The Program Hypergraph: Multi-Way Relational Structure for Geometric Algebra, Spatial Compute, and Physics-Aware Compilation

TL;DR

This paper introduces the Program Hypergraph, a multi-way relational structure that extends previous graph representations to better model geometric algebra, spatial compute, and hardware compilation constraints.

Contribution

It generalizes the Program Semantic Graph to hyperedges, enabling accurate representation of multi-way relations in geometric algebra and spatial dataflow architectures.

Findings

Grade in Clifford algebra aligns with existing type-theoretic frameworks.

Hypergraph formalism captures mesh topology as k-simplex structures.

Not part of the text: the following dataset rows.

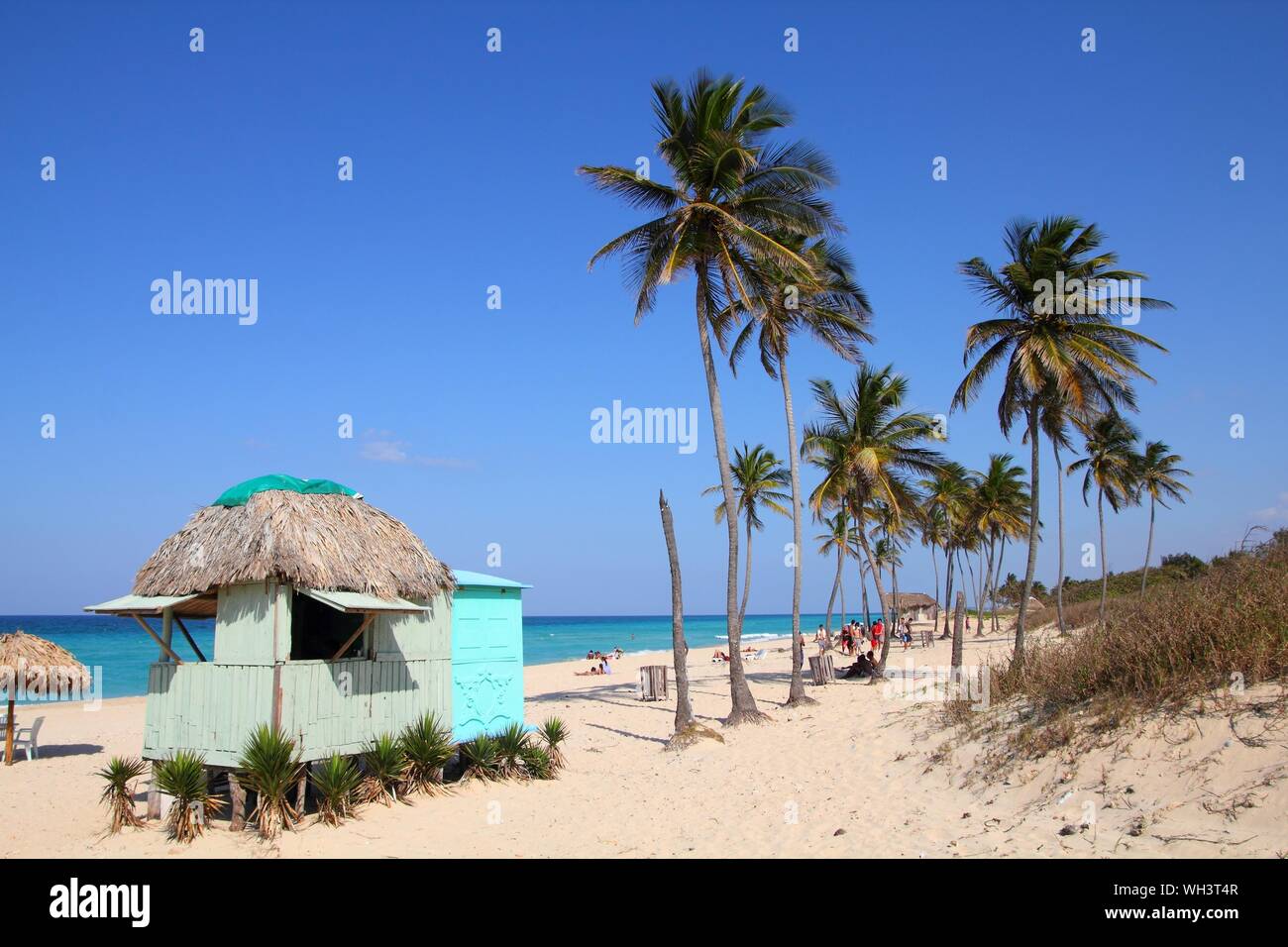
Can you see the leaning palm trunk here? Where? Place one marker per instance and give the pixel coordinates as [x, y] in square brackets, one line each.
[876, 579]
[1059, 579]
[797, 690]
[743, 705]
[1030, 569]
[1149, 547]
[679, 647]
[1104, 560]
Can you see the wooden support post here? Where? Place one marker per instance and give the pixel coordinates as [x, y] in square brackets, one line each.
[156, 638]
[237, 821]
[191, 643]
[353, 637]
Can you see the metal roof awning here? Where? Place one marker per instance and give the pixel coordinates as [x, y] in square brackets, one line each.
[189, 605]
[362, 603]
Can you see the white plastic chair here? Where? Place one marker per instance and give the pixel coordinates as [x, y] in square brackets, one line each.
[27, 742]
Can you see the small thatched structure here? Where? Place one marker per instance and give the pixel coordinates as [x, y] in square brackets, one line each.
[317, 541]
[33, 664]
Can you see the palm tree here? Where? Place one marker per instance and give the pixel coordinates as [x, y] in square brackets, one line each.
[838, 538]
[831, 305]
[947, 491]
[758, 480]
[867, 447]
[732, 191]
[1068, 342]
[1111, 466]
[1159, 475]
[1000, 509]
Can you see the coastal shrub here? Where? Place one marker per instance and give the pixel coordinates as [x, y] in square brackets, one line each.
[428, 746]
[1219, 631]
[554, 732]
[510, 745]
[482, 759]
[384, 770]
[536, 762]
[120, 775]
[336, 781]
[183, 777]
[271, 770]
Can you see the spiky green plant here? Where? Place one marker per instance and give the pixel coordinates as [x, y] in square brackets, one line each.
[537, 763]
[271, 766]
[554, 732]
[117, 795]
[428, 746]
[385, 767]
[336, 783]
[183, 777]
[510, 744]
[482, 758]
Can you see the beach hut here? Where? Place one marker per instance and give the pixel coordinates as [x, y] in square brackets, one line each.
[487, 654]
[333, 621]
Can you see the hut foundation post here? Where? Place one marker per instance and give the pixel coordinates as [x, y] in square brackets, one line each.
[239, 796]
[8, 733]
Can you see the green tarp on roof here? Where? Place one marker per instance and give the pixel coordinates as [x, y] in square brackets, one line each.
[239, 495]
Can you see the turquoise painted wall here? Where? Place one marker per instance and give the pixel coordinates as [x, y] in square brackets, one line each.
[487, 660]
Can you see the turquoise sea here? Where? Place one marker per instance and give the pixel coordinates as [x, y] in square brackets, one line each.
[124, 652]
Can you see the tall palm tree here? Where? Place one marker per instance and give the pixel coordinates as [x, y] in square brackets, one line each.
[1069, 342]
[867, 447]
[827, 303]
[1159, 474]
[730, 192]
[758, 482]
[1000, 509]
[948, 491]
[1111, 466]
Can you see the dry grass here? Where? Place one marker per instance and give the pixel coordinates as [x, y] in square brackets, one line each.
[318, 541]
[1167, 648]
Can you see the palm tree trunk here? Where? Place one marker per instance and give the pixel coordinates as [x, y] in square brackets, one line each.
[1059, 581]
[743, 705]
[876, 581]
[797, 692]
[1104, 560]
[1149, 547]
[679, 647]
[1031, 567]
[746, 579]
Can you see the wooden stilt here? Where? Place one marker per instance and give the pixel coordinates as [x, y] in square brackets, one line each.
[237, 821]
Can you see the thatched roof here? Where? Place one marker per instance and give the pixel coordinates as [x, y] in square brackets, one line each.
[318, 541]
[39, 665]
[912, 599]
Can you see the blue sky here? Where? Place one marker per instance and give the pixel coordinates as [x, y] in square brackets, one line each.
[473, 424]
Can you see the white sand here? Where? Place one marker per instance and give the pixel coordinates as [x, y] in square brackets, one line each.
[859, 774]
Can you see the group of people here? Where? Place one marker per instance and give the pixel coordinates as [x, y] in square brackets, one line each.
[600, 661]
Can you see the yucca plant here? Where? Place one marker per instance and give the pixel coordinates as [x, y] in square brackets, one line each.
[428, 746]
[117, 795]
[336, 783]
[183, 777]
[271, 771]
[385, 767]
[482, 758]
[537, 763]
[554, 732]
[510, 745]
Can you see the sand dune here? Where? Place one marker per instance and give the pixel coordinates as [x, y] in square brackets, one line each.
[863, 772]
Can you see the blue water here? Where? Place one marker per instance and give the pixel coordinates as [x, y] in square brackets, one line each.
[124, 651]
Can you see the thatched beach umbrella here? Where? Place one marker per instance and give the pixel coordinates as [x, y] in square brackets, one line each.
[35, 664]
[313, 540]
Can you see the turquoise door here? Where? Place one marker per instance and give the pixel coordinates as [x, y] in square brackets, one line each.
[487, 660]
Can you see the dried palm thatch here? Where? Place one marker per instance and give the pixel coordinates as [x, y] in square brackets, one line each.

The framework enables joint derivation of geometric correctness and hardware partitioning.

Abstract

The Program Semantic Graph (PSG) introduced in prior work on Dimensional Type Systems and Deterministic Memory Management encodes compilation-relevant properties as binary edge relations between computation nodes. This representation is adequate for scalar and tensor computations, but becomes structurally insufficient for two classes of problems central to heterogeneous compute: tile co-location and routing constraints in spatial dataflow architectures, which are inherently multi-way; and geometric algebra computation, where graded multi-way products cannot be faithfully represented as sequences of binary operations without loss of algebraic identity. This paper introduces the Program Hypergraph (PHG) as a principled generalization of the PSG that promotes binary edges to hyperedges of arbitrary arity. We demonstrate that grade in Clifford algebra is a natural dimension axis within the existing DTS abelian group framework, that grade inference derives geometric product sparsity eliminating the primary performance objection to Clifford algebra neural networks without manual specialization, and that the k-simplex structure of mesh topology is a direct instance of the hyperedge formalism. We assess the existing geometric algebra library ecosystem, identify the consistent type-theoretic gap that no current system addresses, and show that the PHG closes it within the Fidelity compilation framework. The result is a compilation framework where geometric correctness, memory placement, numerical precision selection, and hardware partitioning are jointly derivable from a single graph structure exposed as interactive design-time feedback.